I flicked off the TV until the screaming BBC headlines were just a black blur. A half-burnt toast still dangling from my mouth and a backpack awkwardly slung over my shoulder, I locked my apartment and scurried into the flushed sunshine.

Mechanically, as ever, dressed in a 'Happy Health' black shirt and khaki trousers, I fumbled for my bike keys, hopped into the leather seat of my Salsa bike, and whooshed through the buzzy New York morning.

I dreaded my part-time job. Walking out of home every afternoon after five hours of college in the morning, with the same tedious duty of standing by the customer desk and haphazardly packing up the shopping bags so that the person in front of me could cherish a hearty family supper after they blissfully walk out of that one exit to which I would give anything to walk away from for once and ever.

I parked my bike in the middle of the parking lot just outside the green, three-storied building of Happy Health, and like every day, chained the vehicle and toyed with my keys on the way to the entrance of the peevishly awaiting Supermarket.

Once inside, however, in contrast to a sense of nagging frustration that never fails to greet me, a cool, refreshing breeze of the AC washed over my face. Tossing my bag in the locker room, I hastened to fill the slot in front of the customer desk, as people flooded in, carrying trolley-full of goodies.

"Roslyn, aren't you like, mega late? Or did  the clock freeze?" Eva called me from the adjacent counter. One of those nosey, uppity girls who get inside your nerves, every time they are around because they just can't understand the concept of 'Minding one's own business'.

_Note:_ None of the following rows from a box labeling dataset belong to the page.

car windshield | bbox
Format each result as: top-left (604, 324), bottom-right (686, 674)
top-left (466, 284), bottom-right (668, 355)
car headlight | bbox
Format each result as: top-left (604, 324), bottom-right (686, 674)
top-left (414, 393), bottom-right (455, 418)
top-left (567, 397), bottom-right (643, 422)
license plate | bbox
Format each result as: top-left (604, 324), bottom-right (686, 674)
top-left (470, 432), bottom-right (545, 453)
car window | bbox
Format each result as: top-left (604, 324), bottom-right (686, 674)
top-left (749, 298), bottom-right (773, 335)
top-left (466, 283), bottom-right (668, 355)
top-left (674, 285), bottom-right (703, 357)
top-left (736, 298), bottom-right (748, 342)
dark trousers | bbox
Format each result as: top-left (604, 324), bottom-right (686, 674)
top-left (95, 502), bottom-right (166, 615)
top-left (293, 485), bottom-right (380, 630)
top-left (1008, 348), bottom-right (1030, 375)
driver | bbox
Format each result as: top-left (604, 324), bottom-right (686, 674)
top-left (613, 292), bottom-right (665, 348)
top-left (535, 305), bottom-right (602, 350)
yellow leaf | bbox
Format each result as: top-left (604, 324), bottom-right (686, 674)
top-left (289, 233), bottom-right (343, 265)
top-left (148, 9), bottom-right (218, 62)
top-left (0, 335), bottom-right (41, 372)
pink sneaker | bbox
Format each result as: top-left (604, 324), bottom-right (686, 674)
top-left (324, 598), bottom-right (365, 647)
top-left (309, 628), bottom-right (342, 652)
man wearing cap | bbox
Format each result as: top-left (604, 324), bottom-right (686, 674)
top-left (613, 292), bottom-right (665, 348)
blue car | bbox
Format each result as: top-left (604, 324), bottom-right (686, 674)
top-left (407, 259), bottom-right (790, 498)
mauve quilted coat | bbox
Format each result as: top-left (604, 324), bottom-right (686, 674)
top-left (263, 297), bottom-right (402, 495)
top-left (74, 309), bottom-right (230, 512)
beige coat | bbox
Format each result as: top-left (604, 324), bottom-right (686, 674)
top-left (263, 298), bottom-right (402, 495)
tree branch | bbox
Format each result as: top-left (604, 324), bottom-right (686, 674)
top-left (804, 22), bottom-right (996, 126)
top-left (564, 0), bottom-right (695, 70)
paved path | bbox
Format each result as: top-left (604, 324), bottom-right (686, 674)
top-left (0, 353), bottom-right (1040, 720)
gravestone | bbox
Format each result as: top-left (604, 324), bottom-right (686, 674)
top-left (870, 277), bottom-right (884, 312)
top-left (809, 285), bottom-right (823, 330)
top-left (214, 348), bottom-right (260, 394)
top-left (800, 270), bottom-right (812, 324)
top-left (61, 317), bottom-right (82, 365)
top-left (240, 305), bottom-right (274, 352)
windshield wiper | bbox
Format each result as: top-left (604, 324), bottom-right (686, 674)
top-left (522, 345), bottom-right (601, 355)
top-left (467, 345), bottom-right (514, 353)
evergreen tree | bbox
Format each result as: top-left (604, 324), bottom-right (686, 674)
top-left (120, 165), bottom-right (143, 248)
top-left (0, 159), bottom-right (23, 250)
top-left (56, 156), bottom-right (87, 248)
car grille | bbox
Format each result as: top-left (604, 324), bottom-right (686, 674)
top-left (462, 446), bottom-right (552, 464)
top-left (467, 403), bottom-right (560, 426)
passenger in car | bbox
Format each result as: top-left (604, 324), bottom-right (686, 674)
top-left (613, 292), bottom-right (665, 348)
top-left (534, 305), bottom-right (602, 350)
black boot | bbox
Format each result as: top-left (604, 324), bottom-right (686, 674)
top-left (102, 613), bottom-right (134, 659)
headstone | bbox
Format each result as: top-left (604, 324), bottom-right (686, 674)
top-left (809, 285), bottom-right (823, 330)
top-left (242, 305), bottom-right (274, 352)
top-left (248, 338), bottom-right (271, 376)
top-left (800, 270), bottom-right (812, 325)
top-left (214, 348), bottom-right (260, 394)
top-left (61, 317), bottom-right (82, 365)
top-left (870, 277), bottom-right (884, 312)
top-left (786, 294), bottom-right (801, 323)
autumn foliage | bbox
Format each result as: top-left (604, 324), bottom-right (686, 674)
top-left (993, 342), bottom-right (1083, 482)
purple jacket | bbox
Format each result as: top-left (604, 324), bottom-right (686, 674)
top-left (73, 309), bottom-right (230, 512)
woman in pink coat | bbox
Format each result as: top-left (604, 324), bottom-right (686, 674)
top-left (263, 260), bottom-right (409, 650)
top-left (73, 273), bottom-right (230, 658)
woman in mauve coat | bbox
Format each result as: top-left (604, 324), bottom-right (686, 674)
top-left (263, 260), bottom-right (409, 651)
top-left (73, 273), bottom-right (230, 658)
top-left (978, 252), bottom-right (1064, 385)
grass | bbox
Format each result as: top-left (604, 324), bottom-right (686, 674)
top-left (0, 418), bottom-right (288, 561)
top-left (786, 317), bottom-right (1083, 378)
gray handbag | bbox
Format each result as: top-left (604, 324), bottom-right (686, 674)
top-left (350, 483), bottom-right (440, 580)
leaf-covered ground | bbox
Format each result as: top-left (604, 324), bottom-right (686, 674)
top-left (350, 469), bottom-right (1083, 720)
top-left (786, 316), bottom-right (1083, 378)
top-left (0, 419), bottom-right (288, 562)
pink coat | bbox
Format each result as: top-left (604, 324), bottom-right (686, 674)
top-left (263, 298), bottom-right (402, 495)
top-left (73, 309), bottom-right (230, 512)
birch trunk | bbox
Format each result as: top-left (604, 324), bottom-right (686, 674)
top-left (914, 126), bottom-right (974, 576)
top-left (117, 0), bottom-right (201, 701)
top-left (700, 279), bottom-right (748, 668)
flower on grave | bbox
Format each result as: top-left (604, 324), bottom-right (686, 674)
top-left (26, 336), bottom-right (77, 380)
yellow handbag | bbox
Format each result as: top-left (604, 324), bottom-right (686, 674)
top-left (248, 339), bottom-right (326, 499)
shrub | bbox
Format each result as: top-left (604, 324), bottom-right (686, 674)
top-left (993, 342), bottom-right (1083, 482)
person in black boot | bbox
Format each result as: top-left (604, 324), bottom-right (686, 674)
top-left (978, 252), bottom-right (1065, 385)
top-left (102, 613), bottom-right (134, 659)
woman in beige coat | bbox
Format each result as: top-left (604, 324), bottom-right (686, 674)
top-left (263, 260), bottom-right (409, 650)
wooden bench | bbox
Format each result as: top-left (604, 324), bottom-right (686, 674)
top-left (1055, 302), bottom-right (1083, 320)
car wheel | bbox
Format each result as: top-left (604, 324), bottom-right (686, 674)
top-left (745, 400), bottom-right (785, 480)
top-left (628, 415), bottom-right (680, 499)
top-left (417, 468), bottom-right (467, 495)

"Oh," I muttered, without looking," my bike gave out." I sighed as I picked two baskets of plum cake for a wrinkled old lady, who was tetchily eyeing me through her thick-rimmed glasses as if she knew I was lying.

I tucked in the boxes into a Happy Health bag, pasted a smile, and wished her a good day before she left. It was not erroneous of her to look at me that way, that old lady. After all, how many more lies could I frame for my defense?

I can never tell my boss, Mr. Carter, a short, fidgety, grey-haired man, always maintaining the aura polished with an unapproachable arrogance, about how I'm working my way through Happy Health, not due to some genuine passion but simply because I needed to pay for my college fee. I could not tell him about how I contribute to his store in the evening only to attend five hours of college in the morning and sleep barely four hours at night because I had to ace the upcoming exams.

Firstly, if I told him, paranoid as he is, he would assume I'm not putting sweat and tears into my job and probably begin to focus primarily on my flaws.

Yesterday, he had already made it very clear to me how he was 'disheartened' with my ' irritable clumsiness/indifference/laziness' with my customers. Secondly, I didn't tell him because it simply wasn't needful. It wasn't as if a bomb would break out in the Supermarket if I didn't tell him. Right?

Finally, I heaved a sigh as the last man standing in the queue had filled out his goods. Grasping the tiny few minutes break that I got, I walked over to the coffee machine to make myself an espresso. Habitually fumbling in the same corner for a packet of sugar, I realized it was empty. I growled.

"Looking for this?" a voice came up from behind.

I turned around and froze.

There he was, looking divinely beautiful, his crisp brown hair tucked carelessly to the side, his twinkling blue eyes glued into me, a heart-fluttering smile playing on his red, red lips, with a parcel of sugar in his outstretched hand.